They look similar enough. PayPal Holdings (PYPL -0.73%) was built to facilitate online purchases using credit cards or bank accounts. Block (SQ -5.13%) — the company formerly known as Square — was established to give small businesses an affordable means of accepting card-based payments.
Both companies have evolved over their existence, with each becoming more like the other. For instance, PayPal now offers card transaction tools to small businesses often not served by larger payment processors, while Block’s Cash App is much like PayPal’s original peer-to-peer money transfer platform. Each is also a “buy now, pay later” middleman.
From an investor’s viewpoint, though, one of these names has much more upside potential than the other. That’s PayPal, and here’s why.
2 reasons to bet on PayPal instead of Block
Don’t panic if you’re holding Block rather than PayPal. It’s certainly possible it could end up ahead should the tide finally turn in both companies’ favor. In the meantime, each is facing the risk of a full-blown recession, when buying and selling tend to slow.
For investors with a true long-term time frame, however, PayPal has the better risk/reward proposition for a couple of reasons.

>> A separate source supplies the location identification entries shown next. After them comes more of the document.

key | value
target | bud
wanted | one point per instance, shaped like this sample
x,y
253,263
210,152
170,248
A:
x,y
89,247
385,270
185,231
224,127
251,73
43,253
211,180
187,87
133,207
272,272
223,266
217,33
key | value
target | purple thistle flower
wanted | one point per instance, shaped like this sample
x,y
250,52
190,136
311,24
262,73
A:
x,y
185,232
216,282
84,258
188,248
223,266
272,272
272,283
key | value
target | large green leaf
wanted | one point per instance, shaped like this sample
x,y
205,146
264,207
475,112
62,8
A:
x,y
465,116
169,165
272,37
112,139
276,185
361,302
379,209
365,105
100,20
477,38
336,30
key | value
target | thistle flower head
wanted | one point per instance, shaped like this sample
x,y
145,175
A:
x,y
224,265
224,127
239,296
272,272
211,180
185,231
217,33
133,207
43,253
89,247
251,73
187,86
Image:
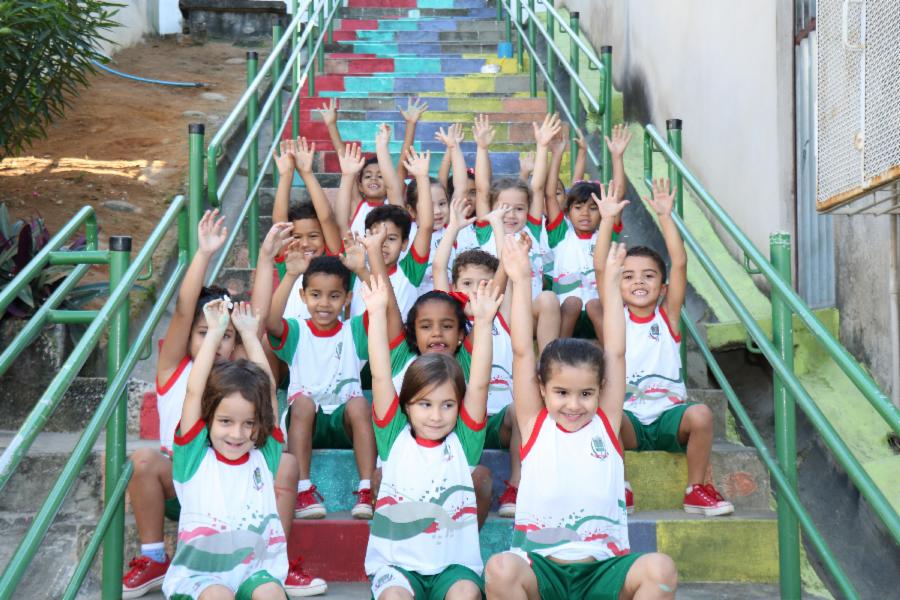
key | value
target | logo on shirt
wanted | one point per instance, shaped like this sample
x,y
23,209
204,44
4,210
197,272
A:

PayPal is a longer-established company. Some investors will debate the merits of age, as younger companies are better suited to handle more-modern opportunities. Older outfits often may have a tougher time adapting (Polaroid, Blockbuster, and Toys R Us are a few examples).
There’s a flip side to this argument, however. Not all new opportunities are great ones. Meal kit company Blue Apron remains in the red largely because the fiscal math behind the business doesn’t always make sense. But enthusiasm was certainly sky-high when Blue Apron launched in 2012, like much of the enthusiasm intermittently surrounding Block since its inception.

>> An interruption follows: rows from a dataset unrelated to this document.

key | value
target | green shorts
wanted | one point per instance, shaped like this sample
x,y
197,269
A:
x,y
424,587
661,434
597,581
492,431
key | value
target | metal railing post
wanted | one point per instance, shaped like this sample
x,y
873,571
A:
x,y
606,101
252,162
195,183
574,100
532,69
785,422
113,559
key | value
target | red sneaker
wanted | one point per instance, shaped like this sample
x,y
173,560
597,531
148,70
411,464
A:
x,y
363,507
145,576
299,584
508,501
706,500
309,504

That’s not to suggest Block is more like Blue Apron and less like PayPal. It would be naive, however, to ignore how Block made a huge bet on cryptocurrency Bitcoin back in 2017 when it rolled out the ability to buy and sell the digital currency to its app’s users. The company doubled down on its bet by outright buying $50 million worth of Bitcoin in 2020, then changing its name to Block (a nod to Bitcoin’s underlying blockchain coding) late last year. Since then, the future of Bitcoin has come into question, as the entire cryptocurrency ecosystem might be starting to implode.
Bitcoin is only one of Block’s profit centers, and it’s not a particularly big one. Given the sheer depth of the bet the company made on just one cryptocurrency, though, it might have fundamentally altered how it’s organized and how it operates to support the now-wobbly growth prospect.
PayPal is playing a cryptocurrency-based hand as well. But it’s not making the same narrowly focused bet, and certainly a smaller wager. PayPal now simply allows users to buy, sell, and transfer cryptos Bitcoin, Bitcoin Cash, Ethereum, and Litecoin, hedging its bet by offering access to four of the world’s most popular cryptocurrencies. Its core focus remains on more-traditional transactions using fiat currency.
The second reason PayPal shares are better positioned for a bigger recovery than Block is that PayPal’s more advanced age makes it much easier for the market to believe in it.
In some ways, this advantage manifests itself in the two companies’ differing results. PayPal’s net profit margins are consistently higher than Block’s, for instance, leading to more predictable results and fewer disappointments. PayPal is also sitting on significantly more cash. Specifically, it has more than $10 billion in cash or near-cash instruments and roughly another $40 billion in loans and receivables that can help address any near-term liquidity problems.
These nuances seem minor on the surface, but when liquidity ultimately means flexibility, they’re a big deal.
And PayPal’s seniority makes a difference in consumers’ perception of it. Most of the world has at least heard of it even if not everyone is a user, which is why it still enjoys a leading market share of the payment space.
Block’s Cash App doesn’t even come close in terms of recognition or reach, even if it’s not necessarily going head-to-head with PayPal.
At the same time, although Block’s card-swiping reach is estimated to be on the order of 2 million merchants, much of that growth was achieved before PayPal stepped up its efforts to better serve small businesses. Indeed, PayPal only unveiled its all-in-one Zettle point-of-sale terminal in October, giving small businesses everything they need in one integrated system at a very affordable price. Look for this tech to put even more pressure on Block’s hold of the card-swiping market.
It’s ultimately all about perceptions from here
Both companies are likely to struggle under the weight of any economic weakness on the horizon; it could be a while before either stock soars. Conversely, both companies have proved they can grow their similar businesses. Each could soar again at some point in the future.
But because a five-bagger is going to be rooted in recovering what was lost and then continuing to build on previously established foundations, PayPal is the stronger play here. Block is still more of an unknown — a moving target in flux. PayPal shares won’t face the same degree of “show me first” doubts.